On Tuesday 04 September 2012 12:48:00 Karan, Cem F CIV wrote: [...]
- I'm guessing from the following pages (which only describe roaming and
announcement behaviors) that the TTL field of all packets is decremented by
- Is this true?
http://www.open-mesh.org/projects/batman-adv/wiki/Client-roaming http://www.open-mesh.org/projects/batman-adv/wiki/Client-announcement
TTL fields of the batman-adv specific TTL fields are decremented by one for each hop.
- Follow up to question 1; are the TTL fields of Batman packets and IP
packets linked in some way? The library I'm using (zeromq, http://www.zeromq.org/) has a reliable multicast transport built on top of OpenPGM (http://code.google.com/p/openpgm/).
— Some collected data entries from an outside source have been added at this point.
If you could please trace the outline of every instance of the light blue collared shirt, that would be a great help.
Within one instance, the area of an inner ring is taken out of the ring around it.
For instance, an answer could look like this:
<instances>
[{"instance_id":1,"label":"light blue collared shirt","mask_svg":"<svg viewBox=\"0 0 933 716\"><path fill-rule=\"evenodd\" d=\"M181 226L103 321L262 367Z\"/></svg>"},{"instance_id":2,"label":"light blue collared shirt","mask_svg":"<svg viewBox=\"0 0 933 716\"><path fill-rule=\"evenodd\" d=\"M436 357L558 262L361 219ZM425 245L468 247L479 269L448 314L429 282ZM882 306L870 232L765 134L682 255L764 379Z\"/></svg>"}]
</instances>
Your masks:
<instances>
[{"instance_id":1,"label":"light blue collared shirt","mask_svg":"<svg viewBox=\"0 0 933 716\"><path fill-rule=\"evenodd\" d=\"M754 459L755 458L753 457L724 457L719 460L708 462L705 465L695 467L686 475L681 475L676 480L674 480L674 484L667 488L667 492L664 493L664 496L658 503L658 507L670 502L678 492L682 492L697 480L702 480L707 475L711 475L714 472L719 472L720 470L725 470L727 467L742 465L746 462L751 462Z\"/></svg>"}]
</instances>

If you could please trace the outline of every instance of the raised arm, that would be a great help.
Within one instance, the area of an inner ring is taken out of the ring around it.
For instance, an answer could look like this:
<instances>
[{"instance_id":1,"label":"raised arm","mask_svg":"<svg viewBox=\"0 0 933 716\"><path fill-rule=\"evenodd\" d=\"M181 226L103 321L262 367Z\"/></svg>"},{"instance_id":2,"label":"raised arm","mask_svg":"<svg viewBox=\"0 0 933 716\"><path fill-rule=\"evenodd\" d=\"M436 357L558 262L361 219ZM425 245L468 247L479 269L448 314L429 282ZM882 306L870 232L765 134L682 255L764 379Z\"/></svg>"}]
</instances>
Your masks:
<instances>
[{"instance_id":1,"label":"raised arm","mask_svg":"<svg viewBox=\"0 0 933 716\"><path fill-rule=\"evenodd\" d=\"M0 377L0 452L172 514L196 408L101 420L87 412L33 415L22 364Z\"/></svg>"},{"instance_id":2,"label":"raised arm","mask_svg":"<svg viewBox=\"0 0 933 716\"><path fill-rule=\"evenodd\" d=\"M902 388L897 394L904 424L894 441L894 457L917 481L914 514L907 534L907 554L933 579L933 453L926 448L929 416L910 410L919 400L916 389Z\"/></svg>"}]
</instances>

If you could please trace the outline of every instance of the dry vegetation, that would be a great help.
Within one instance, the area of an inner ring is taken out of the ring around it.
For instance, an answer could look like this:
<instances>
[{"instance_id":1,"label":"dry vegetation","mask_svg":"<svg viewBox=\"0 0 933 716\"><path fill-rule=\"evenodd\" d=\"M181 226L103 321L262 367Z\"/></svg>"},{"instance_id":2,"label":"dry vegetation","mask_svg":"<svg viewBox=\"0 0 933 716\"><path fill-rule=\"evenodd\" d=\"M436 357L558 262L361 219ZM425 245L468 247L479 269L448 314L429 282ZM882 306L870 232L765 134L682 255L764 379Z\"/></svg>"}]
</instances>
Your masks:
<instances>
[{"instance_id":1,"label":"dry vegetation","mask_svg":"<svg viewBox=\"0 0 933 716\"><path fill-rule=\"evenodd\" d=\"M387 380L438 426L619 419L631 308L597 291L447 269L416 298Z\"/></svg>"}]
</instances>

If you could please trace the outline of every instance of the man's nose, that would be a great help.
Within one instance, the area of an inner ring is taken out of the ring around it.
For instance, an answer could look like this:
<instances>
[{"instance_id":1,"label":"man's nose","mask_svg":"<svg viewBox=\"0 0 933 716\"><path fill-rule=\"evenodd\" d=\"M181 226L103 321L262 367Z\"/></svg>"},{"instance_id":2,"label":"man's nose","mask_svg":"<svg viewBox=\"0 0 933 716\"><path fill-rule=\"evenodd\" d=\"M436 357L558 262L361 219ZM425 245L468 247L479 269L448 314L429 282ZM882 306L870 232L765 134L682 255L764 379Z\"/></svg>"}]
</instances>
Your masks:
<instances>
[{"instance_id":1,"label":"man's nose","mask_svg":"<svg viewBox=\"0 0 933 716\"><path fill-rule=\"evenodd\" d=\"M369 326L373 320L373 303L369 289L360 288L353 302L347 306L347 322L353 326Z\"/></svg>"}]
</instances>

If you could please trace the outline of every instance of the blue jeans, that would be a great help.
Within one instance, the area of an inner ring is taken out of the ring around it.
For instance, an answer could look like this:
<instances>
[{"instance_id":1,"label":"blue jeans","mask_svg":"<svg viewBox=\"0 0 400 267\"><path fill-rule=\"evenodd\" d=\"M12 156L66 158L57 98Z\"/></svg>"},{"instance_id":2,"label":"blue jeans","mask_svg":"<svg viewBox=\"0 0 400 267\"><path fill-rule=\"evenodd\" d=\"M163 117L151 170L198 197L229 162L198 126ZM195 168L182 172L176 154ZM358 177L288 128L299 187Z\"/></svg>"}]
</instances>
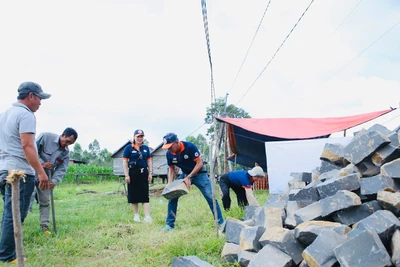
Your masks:
<instances>
[{"instance_id":1,"label":"blue jeans","mask_svg":"<svg viewBox=\"0 0 400 267\"><path fill-rule=\"evenodd\" d=\"M177 179L183 179L185 177L186 177L186 174L182 173ZM211 213L214 218L212 188L211 188L210 179L208 178L207 173L201 173L201 174L195 175L194 177L191 178L191 183L192 183L192 185L194 184L200 190L200 192L203 194L204 198L206 199L206 201L208 203L208 206L211 209ZM175 227L176 212L178 209L178 199L179 198L174 198L174 199L170 199L168 201L168 214L167 214L166 224L172 228ZM222 217L222 212L218 205L218 202L216 202L216 203L217 203L218 223L222 224L224 222L224 218Z\"/></svg>"},{"instance_id":2,"label":"blue jeans","mask_svg":"<svg viewBox=\"0 0 400 267\"><path fill-rule=\"evenodd\" d=\"M3 219L1 221L0 260L5 262L17 258L11 207L11 184L6 184L5 178L7 175L7 171L0 173L0 191L4 201ZM28 215L29 203L35 186L34 181L35 176L33 175L26 175L25 183L23 180L20 180L19 205L22 223Z\"/></svg>"}]
</instances>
My plan is to simulate reliable 1-hop broadcast by using reliable multicast and setting the TTL field to 1. However, this will only affect the IP layer. Unless batman also decrements the TTL field of the IP packets traveling over it, I'm kind of stuck.
No, batman-adv is a distributed switch on layer 2. So it operates on a different layer and has no knowledge of IP or its TTL field (please ignore the gateway feature for now... this is the only exception were it accesses L3 stuff).
- Finally, does batman have the equivalent of multicast or (better yet)
broadcast for data packets? That is, if I send something to a multicast IP address which all of its 1-hop neighbors are listening to, will all of them listen to the packet simultaneously, or will it act like a series of unicast messages?
It currently has layer 2 broadcast support (it resents broadcast packets 3 times to increase the propability for a successful tx). Multicast is handled as multicast. Linus Luessing has a patchset to implement optimized multicast [1]. I am not sure about the current state. But maybe he can give more detailed information about it. But you should know that the optimized implementation may use unicast in some scenarios.